In compiling this issue of AIF, it was also essential to pay attention to the current role of women and informal, artisanal and small-scale miners in the context of affected communities. Significant because, as the statistics reveal, some 40-50% of Africa’s artisanal and small-scale mining (ASM) workforce is women, while across the continent, an estimated 10 million people rely on this sector for their livelihoods, with millions more dependants. Despite participating across the mining value chain, women’s work remains mainly informal, without access to secure land, licences, credit and markets. Unregulated small-scale and artisanal mining also leads to unsafe working conditions and land degradation, and creates opportunities for crime and corruption.

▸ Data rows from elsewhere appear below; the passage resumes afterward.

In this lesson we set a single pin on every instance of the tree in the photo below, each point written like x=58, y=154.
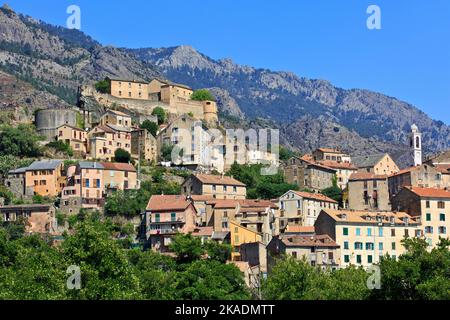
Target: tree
x=202, y=95
x=150, y=126
x=418, y=274
x=19, y=142
x=121, y=155
x=166, y=152
x=105, y=270
x=334, y=192
x=103, y=86
x=186, y=247
x=160, y=113
x=211, y=280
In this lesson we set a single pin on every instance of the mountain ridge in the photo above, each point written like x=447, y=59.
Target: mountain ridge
x=56, y=61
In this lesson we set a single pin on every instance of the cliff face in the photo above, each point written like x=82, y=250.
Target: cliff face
x=305, y=108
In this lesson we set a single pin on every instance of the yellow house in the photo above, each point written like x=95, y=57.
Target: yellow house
x=116, y=118
x=129, y=89
x=73, y=136
x=366, y=236
x=45, y=177
x=240, y=235
x=377, y=164
x=431, y=205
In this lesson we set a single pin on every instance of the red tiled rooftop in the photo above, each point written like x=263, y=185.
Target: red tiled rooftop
x=167, y=203
x=118, y=166
x=315, y=196
x=366, y=176
x=219, y=180
x=430, y=192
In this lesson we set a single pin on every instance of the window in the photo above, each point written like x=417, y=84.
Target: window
x=345, y=231
x=358, y=246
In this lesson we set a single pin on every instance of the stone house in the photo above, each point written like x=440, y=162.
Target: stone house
x=165, y=216
x=216, y=186
x=41, y=218
x=319, y=250
x=302, y=208
x=377, y=164
x=307, y=174
x=364, y=237
x=368, y=191
x=73, y=136
x=431, y=206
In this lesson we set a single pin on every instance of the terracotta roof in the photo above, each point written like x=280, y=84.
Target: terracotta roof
x=203, y=231
x=315, y=196
x=338, y=165
x=322, y=240
x=403, y=171
x=119, y=113
x=430, y=192
x=167, y=203
x=366, y=176
x=105, y=128
x=330, y=150
x=443, y=168
x=254, y=203
x=196, y=197
x=219, y=180
x=292, y=228
x=368, y=217
x=118, y=166
x=223, y=203
x=70, y=126
x=368, y=160
x=307, y=157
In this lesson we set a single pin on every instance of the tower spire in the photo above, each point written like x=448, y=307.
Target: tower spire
x=416, y=145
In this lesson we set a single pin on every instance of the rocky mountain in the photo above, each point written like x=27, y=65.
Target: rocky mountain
x=50, y=62
x=312, y=112
x=57, y=60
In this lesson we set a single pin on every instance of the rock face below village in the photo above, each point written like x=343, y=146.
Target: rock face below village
x=53, y=61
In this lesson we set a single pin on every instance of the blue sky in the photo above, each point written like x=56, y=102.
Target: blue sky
x=409, y=58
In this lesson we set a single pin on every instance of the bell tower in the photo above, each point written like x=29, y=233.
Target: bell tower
x=416, y=145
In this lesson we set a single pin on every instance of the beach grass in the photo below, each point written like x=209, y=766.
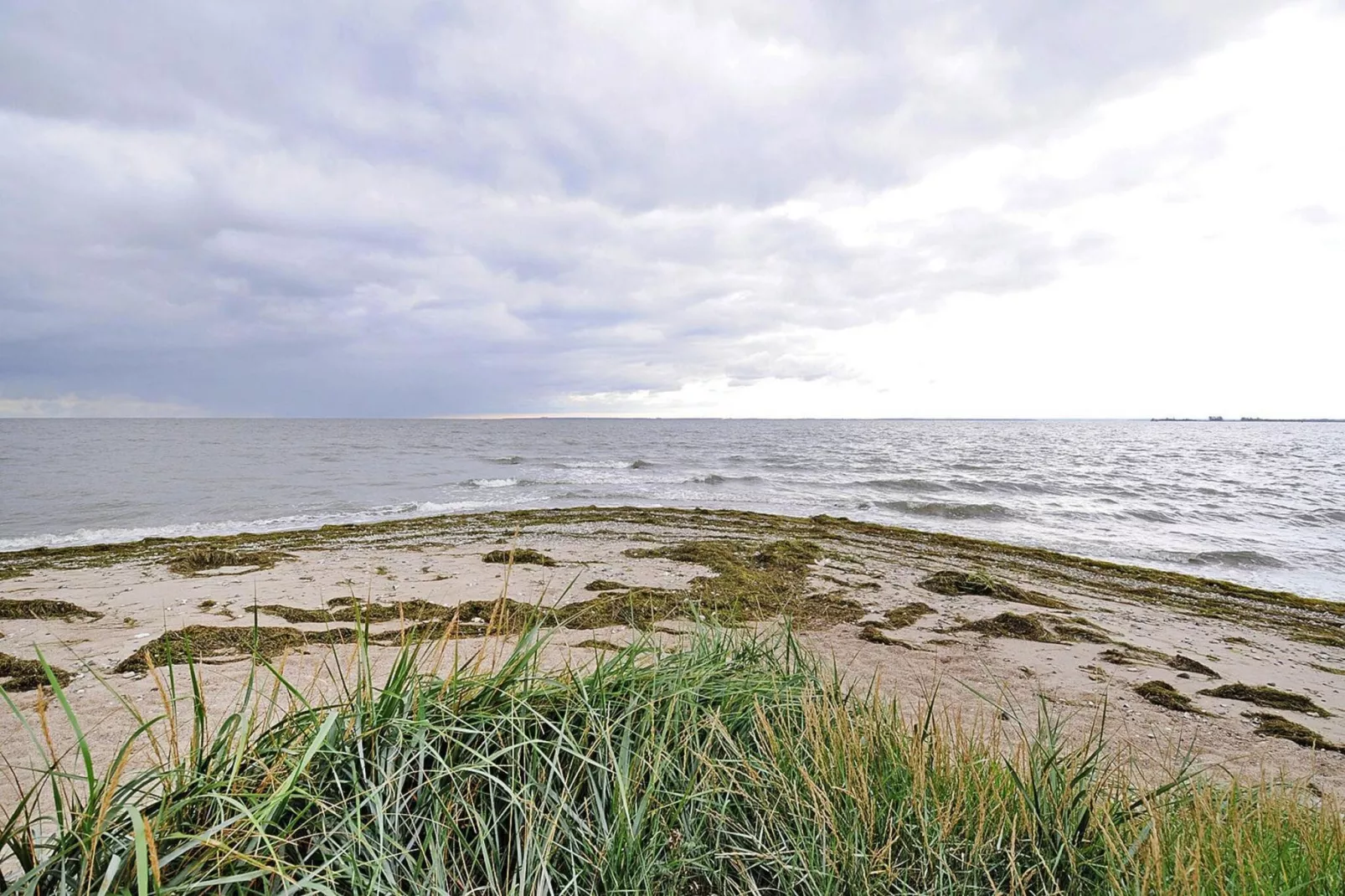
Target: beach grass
x=732, y=763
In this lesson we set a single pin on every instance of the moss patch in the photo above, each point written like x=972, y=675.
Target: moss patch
x=907, y=614
x=951, y=583
x=1160, y=693
x=1280, y=727
x=27, y=674
x=519, y=556
x=44, y=608
x=1269, y=698
x=1012, y=626
x=1187, y=663
x=194, y=560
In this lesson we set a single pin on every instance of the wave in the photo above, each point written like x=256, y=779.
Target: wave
x=1150, y=516
x=904, y=485
x=947, y=510
x=716, y=479
x=1318, y=517
x=1235, y=559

Artisanal mining cannot be wished away, and several articles argue for formalisation and integration in national policy and planning.
There is not enough space to highlight each article in this issue. Still, each seeks to suggest a way forward in reshaping a narrative of inclusive, transparent, equitable, and sustainable policies that benefit governments, investors, and host communities alike.

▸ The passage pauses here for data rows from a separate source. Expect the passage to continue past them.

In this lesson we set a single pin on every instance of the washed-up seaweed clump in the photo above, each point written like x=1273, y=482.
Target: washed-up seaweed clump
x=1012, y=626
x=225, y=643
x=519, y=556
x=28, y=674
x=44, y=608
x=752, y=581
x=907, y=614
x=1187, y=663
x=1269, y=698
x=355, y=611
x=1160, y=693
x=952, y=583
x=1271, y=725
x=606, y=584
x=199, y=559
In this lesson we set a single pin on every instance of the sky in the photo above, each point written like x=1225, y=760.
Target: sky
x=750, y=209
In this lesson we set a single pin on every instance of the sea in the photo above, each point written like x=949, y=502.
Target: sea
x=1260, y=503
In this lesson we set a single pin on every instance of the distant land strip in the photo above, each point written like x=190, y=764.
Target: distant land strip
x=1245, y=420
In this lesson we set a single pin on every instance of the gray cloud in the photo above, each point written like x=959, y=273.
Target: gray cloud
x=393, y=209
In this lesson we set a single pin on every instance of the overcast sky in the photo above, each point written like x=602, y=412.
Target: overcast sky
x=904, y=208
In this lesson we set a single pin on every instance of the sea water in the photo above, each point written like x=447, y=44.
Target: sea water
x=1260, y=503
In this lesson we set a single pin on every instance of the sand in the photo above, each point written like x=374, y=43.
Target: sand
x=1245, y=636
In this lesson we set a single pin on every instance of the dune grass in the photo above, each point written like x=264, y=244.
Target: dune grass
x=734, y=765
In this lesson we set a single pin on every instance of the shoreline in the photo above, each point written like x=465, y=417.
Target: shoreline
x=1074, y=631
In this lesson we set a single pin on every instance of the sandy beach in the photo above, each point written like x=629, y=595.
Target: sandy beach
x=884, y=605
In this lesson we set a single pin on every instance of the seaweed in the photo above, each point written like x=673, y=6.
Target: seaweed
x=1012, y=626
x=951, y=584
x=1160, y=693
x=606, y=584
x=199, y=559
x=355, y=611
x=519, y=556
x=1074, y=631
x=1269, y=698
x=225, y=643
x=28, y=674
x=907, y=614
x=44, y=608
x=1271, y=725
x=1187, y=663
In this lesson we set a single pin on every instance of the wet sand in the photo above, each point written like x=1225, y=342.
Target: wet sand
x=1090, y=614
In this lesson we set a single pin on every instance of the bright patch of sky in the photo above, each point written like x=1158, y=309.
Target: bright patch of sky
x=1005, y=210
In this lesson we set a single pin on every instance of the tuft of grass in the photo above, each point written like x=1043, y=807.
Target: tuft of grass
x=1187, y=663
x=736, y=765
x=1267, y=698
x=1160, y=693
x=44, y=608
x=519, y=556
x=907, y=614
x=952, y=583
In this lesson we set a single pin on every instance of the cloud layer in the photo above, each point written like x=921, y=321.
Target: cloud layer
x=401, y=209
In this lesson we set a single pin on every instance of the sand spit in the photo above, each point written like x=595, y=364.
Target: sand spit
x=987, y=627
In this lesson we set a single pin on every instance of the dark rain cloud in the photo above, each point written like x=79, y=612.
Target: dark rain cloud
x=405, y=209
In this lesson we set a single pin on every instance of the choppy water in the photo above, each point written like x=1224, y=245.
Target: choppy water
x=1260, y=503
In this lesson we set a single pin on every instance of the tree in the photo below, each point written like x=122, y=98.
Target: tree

Finally, we would like to thank the Southern Africa Trust for their continued support, which contributed to the research on this issue of Africa in Fact. Since 2022, the Trust has supported GGA in research, community engagement, and policy development work, seeking to strengthen the voices and agency of vulnerable communities in mining regions across southern Africa.

Susan Russell is the editor of Good Governance Africa’s quarterly journal, Africa in Fact. She has worked in the media industry for more than 30 years as a journalist, editor, publisher, and as a general manager. Career highlights include several years working for Business Day and more than a decade as a reporter, editor and General Manager at the Sunday Times in Johannesburg.